Le témoignage du président d’une
association de parents, père d’un enfant diagnostiqué schizophrène nous donne
aussi la dimension d’espoir soulevé par ces bilans personnalisés et leur
limites effectives : « Les rencontres prévues se déroulent sur la fin février 2011. […] Mais ensuite encore une attente
jusqu’en juin 2011 pour avoir la restitution du bilan. […] l’état de notre fils ayant évolué, il refusa de venir à la rencontre de
débriefing. […] un autre point plus léger
pouvait être fait un an après, je le lui ai proposé en 2013 avec l’accord du
Centre expert. Il refusa. Or le résultat du bilan aurait été encourageant pour
lui.
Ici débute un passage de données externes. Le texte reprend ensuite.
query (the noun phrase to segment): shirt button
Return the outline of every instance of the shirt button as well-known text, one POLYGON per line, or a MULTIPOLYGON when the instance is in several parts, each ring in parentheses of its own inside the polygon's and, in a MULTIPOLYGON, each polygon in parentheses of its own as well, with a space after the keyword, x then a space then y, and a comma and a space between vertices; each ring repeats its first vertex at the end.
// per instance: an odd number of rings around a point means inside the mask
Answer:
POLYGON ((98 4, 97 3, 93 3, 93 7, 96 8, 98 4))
Son équipe soignante aura su, j’espère, en faire bon usage. » (16)
Les Centres produisent eux mêmes
une clinique ouvrant certes des horizons de recherche mais dont la traduction
clinique est encore à venir. Ces corrélations environnementales ou somatiques
sont dites épidémiologiques, remplaçant l’usage habituel des classifications des maladies, type DSM ou CIM, comme instrument
épidémiologique. C’est d’une épidémiologie transversale qu’il s’agit, celle des
bases de données, celle de Big Data. Elle incarne une rupture épistémologique
(17).
Dans statistique, il y a status,
l’état. Un centre établit les catégories que l’on va mesurer : en France,
l’INSEE. Rien de cela dans le monde de Big Data : il y a des algorithmes
d’extractions de régularités par les détenteurs privés de bases de données
gigantesques. Google ne dit rien de ses méthodes à Facebook, ni à Amazon ni à
personne. Les corrélations et les régularités extraites des bases de données
ont un caractère foncièrement centrifuge. Ce sont autant de pistes à suivre,
sans principe unificateur. D’où le caractère
étrangement disparate des facteurs repérés par des calculs de corrélations : «
Parmi les facteurs environnementaux qui modifient
le risque d’apparition de la maladie, on compte les toxiques (en particulier le
cannabis), les traumatismes crâniens, les infections maternelles pendant la
grossesse, les complications obstétricales, les traumatismes psychologiques
pendant l’enfance, la saison de naissance, l’urbanicité (le fait d’être né ou
d’avoir grandi dans une ville), la migration (risque élevé chez les sujets
migrants et leur descendance) et la pollution » (18). S’en déduisent des
politiques préventives, mais comme on ne peut interdire ni l’urbanicité, ni la
migration, ni la pollution, comment définir des priorités ? Comment
calculer les risques ? Va-t-on rencontrer un plafond de calcul comme celui que
Denys Noble mettait en valeur dans la modélisation de l’activité cellulaire
(19) ?
Les limites techniques du grand remplacement apparaissent à mesure qu’il se met en place. Elles permettront sans doute la constitution d’un grand rassemblement des praticiens du niveau 2, les tenants d’une clinique qui peut échapper à la dérive universalisante de ladite « médecine personnalisée ».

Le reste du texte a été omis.